Kane structures his own work in two parts: an ascent
(showing why we have and value these strong intuitions about moral philosophy
that are incompatible with determinism) and a descent (showing that
indeterminism of the necessary sort may well be part of the
natural physical world.)
Martin Luther was free even when, as he said, he could “do
nothing else” than what he was doing. But this just means that his inability to
do anything else at a
given mature moment is the consequence of a long life of diverging paths at
many points of which he could have done otherwise.
The issue of whether freedom and moral responsibility in
strong sense of the terms are compatible with determinism necessarily brings us
through some discussion
of ordinary language, seeking help from that quarter. This has some
interest, but is not dispositive.
The problem is brought to something of a head by B.F.
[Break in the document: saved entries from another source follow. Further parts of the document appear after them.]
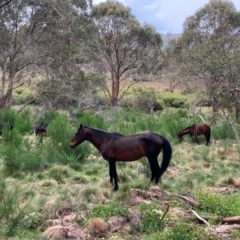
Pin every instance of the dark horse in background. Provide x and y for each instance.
(117, 147)
(195, 130)
(40, 131)
(5, 125)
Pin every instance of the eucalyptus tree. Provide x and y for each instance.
(209, 50)
(64, 69)
(20, 25)
(4, 3)
(126, 48)
(38, 32)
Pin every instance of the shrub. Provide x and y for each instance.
(58, 149)
(151, 218)
(11, 212)
(22, 95)
(174, 100)
(182, 231)
(221, 205)
(91, 120)
(109, 210)
(146, 100)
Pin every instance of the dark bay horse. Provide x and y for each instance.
(5, 125)
(117, 147)
(195, 130)
(40, 131)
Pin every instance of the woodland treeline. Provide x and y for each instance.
(68, 49)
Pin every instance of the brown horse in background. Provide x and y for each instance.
(195, 130)
(117, 147)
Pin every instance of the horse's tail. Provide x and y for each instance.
(209, 135)
(167, 154)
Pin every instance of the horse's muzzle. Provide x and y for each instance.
(72, 145)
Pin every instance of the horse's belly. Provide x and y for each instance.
(129, 155)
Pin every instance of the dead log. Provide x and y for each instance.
(231, 220)
(189, 200)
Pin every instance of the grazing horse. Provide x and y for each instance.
(5, 125)
(195, 130)
(40, 131)
(117, 147)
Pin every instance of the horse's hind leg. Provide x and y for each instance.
(154, 166)
(110, 175)
(207, 138)
(113, 174)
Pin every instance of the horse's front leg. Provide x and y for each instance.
(110, 175)
(113, 174)
(196, 137)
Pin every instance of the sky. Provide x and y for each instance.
(167, 16)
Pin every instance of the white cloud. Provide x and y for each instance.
(165, 15)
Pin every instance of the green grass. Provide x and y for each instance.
(46, 176)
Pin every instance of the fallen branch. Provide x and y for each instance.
(231, 220)
(200, 218)
(188, 200)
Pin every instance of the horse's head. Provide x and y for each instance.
(179, 135)
(78, 137)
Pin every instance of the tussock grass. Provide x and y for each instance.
(52, 174)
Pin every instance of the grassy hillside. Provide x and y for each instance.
(50, 191)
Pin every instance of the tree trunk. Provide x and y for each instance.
(115, 91)
(5, 100)
(215, 112)
(237, 112)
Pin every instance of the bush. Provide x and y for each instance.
(175, 100)
(11, 211)
(182, 231)
(22, 95)
(151, 215)
(221, 205)
(58, 149)
(109, 210)
(146, 100)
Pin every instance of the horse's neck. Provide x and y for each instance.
(97, 138)
(184, 132)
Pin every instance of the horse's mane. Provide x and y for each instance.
(104, 132)
(189, 127)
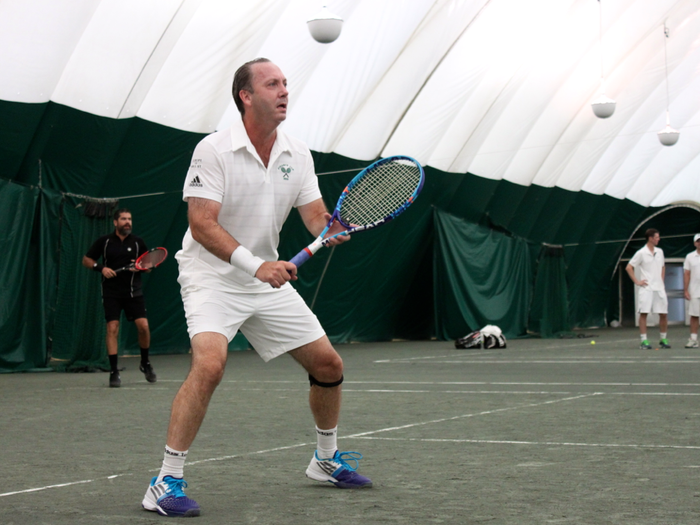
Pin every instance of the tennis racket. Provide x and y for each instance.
(379, 193)
(147, 261)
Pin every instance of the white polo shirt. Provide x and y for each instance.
(649, 266)
(255, 202)
(692, 263)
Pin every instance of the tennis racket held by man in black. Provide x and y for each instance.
(147, 261)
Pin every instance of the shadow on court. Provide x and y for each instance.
(544, 431)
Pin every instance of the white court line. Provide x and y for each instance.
(457, 383)
(541, 443)
(569, 360)
(298, 445)
(59, 485)
(486, 412)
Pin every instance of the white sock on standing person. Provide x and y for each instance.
(173, 464)
(326, 442)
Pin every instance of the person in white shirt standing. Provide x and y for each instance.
(649, 260)
(240, 188)
(691, 288)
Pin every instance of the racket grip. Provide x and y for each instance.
(301, 257)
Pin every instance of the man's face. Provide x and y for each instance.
(269, 97)
(123, 224)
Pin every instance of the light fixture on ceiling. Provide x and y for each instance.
(603, 106)
(325, 27)
(667, 136)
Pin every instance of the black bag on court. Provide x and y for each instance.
(490, 336)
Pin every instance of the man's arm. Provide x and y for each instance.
(315, 217)
(203, 216)
(630, 272)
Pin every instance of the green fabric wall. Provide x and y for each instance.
(416, 278)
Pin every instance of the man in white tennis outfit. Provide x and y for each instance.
(649, 260)
(691, 289)
(241, 186)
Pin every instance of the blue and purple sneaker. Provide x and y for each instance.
(168, 499)
(338, 471)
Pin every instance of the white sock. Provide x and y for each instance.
(173, 464)
(326, 442)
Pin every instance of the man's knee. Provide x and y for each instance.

Skinner’s portrayal of Walden Two, and its covert non-constraining
controls on its happy campers.
We get to the top of our ascent, we understand the
incompatibility of certain deep intuitions with determinism, when we come to
understand our own development as individuals, from infancy onward, as
ever-more-sophisticated attempts to accommodate a primordial
desire.
But now, how do we get back down the mountain and find a
place for this primordial desire in the real world? Consider certain critical
willings as the subjective manifestation of genuine
neurological uncertainties all the way down to the electron level. These are our self-forming willings (SFWs). I have presented my reasons for believing that Kane is overly elaborate in his descriptions of the different types of SFW: that, following a cue from William James, we might better reduce them all to a single form, the sustaining of attention.
In his conclusion, Kane comes back to the writings of B.F. Skinner as a negative example, and argues that a belief in free will as a metaphysical and psychological matter may help contribute to a society that is free in the political sense.